National consensus on the diagnosis, treatment, monitoring and prevention of hereditary transthyretin amyloidosis
2023.ver2
Keywords:
hereditary transthyretin amyloidosisAbstract
Introduction to Hereditary Transthyretin Amyloidosis (TTRA)
Amyloidosis refers to an extensive group of diseases associated with changes in protein structures which cause the normally soluble protein tetramers, following destabilization of their quaternary structure with subsequent dissociation to free monomeric proteins, to form insoluble extracellular deposits of fibrils, thus resulting in organ dysfunction. All types of amyloids contain a major fibril protein which determines the type of amyloid and other, minor components. More than 20 diverse amyloidosis-related fibril proteins have been described in patients, with each type featuring different clinical presentations. One such protein, which makes up human amyloid fibrils, is transthyretin (Ando et al., 2005)
TTR acts as a transport protein for plasma thyroxine. TTR also transports retinol (vitamin A) by binding with the retinol-binding protein. It circulates as a tetramer comprising four identical subunits. TTR may be found in plasma and in cerebrospinal fluid. It is synthesized mostly in the liver and in the choroid plexus of the brain, and also in smaller amounts in plasma. The TTR gene is located on the long shoulder of chromosome 18 and contains 4 exons and 3 introns.

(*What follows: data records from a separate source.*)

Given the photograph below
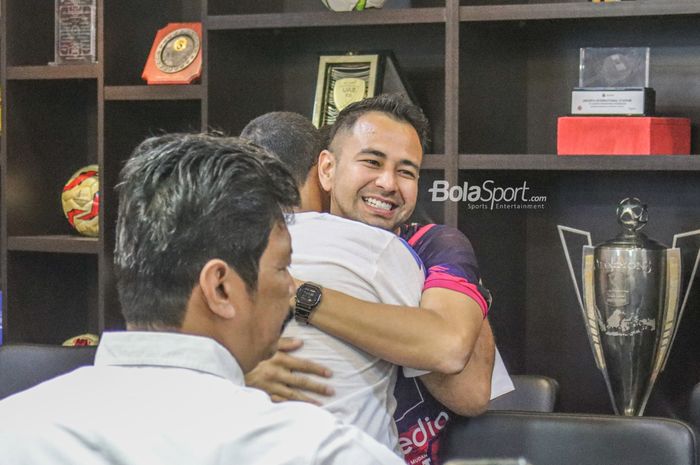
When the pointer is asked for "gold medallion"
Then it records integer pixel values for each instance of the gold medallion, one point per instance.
(347, 91)
(177, 50)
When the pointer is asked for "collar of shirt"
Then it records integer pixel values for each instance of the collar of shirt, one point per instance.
(173, 350)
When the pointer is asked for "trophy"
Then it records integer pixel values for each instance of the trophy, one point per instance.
(631, 287)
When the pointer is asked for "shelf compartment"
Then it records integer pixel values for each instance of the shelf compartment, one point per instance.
(53, 72)
(551, 162)
(515, 81)
(327, 19)
(144, 92)
(64, 113)
(575, 10)
(55, 244)
(278, 71)
(50, 297)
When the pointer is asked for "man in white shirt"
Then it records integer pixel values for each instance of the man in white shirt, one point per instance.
(201, 256)
(378, 186)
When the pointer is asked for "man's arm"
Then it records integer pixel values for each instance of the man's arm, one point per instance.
(467, 393)
(439, 336)
(283, 375)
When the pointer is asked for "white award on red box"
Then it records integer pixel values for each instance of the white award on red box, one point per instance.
(613, 81)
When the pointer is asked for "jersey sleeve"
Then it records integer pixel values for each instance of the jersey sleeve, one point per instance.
(450, 262)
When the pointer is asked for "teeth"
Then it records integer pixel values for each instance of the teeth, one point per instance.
(378, 203)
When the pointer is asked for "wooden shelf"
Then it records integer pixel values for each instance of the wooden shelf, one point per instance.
(434, 161)
(160, 92)
(530, 12)
(326, 18)
(53, 72)
(552, 162)
(54, 244)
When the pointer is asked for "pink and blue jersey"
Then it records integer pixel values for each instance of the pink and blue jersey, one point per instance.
(450, 263)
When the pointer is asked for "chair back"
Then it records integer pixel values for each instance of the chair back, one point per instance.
(533, 393)
(695, 406)
(581, 439)
(25, 365)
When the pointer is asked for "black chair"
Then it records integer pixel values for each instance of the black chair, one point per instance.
(533, 393)
(694, 404)
(580, 439)
(25, 365)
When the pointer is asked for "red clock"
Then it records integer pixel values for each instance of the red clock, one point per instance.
(176, 55)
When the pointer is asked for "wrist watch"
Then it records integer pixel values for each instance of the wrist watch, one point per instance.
(307, 299)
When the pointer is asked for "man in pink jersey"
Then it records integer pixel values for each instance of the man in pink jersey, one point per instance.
(372, 173)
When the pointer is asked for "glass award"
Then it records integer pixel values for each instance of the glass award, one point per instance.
(614, 67)
(613, 81)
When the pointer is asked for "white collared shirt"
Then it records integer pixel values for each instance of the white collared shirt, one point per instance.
(370, 264)
(168, 398)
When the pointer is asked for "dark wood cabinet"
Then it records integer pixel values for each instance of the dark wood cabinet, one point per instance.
(492, 76)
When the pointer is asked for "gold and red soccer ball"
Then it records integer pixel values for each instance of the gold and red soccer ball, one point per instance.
(81, 201)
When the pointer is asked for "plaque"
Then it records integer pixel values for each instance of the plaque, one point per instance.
(613, 81)
(176, 55)
(630, 298)
(344, 79)
(74, 32)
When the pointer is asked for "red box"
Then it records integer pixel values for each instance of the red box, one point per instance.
(622, 135)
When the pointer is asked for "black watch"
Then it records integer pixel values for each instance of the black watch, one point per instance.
(307, 299)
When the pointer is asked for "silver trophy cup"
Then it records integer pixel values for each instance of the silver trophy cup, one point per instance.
(631, 287)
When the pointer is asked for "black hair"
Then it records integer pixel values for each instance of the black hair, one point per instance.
(291, 137)
(185, 199)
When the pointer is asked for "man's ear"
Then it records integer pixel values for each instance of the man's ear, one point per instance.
(326, 169)
(221, 286)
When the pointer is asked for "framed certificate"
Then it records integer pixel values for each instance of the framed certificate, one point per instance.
(342, 80)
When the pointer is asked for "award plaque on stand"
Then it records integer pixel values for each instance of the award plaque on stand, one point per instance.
(613, 81)
(75, 28)
(344, 79)
(612, 110)
(176, 55)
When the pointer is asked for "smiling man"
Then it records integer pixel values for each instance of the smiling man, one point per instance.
(202, 251)
(371, 171)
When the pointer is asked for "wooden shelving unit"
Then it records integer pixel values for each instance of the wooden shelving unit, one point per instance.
(491, 76)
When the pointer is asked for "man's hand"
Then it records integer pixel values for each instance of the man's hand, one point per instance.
(282, 375)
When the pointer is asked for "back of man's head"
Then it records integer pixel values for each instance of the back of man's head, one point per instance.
(396, 106)
(291, 137)
(185, 199)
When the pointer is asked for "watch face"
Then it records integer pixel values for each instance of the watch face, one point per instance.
(177, 50)
(309, 295)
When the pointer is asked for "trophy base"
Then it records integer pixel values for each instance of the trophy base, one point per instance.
(622, 135)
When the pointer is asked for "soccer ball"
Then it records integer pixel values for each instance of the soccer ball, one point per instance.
(632, 214)
(350, 5)
(81, 201)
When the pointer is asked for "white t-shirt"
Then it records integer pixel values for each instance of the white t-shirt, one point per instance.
(370, 264)
(171, 399)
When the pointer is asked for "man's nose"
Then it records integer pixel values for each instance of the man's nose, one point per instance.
(387, 180)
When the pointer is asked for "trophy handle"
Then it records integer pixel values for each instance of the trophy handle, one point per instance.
(590, 313)
(690, 283)
(587, 302)
(671, 316)
(587, 235)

Systemic amyloidoses are designated by the capital letter A (for amyloid), followed by an abbreviation indicating the chemical nature of the fibril protein. Thus, for example, TTR amyloidosis is abbreviated as ATTR and amyloidosis with immunoglobulin light chain deposits is abbreviated to AL (Saraiva M. et al., 1984; Connors L. et al., 2003; Ando Y. et al. 2005).
Classifying the known genetic types is exceptionally important in molecular genetics assays and their interpretation. The pathogenicity evaluation of any of the genetic types should be based on scientific evidence and should follow the unified nomenclature and rules. In view of the above, the terms „mutation‟ and „polymorphism,‟ which are in extensive use at present, have been replaced by a classification of genetic variants which distinguishes the following 5 categories: pathogenic, likely pathogenic, variants of unclear clinical significance, likely non-pathogenic, and non-pathogenic (Richards S. et al., 2015; Nykamp K. et al., 2017).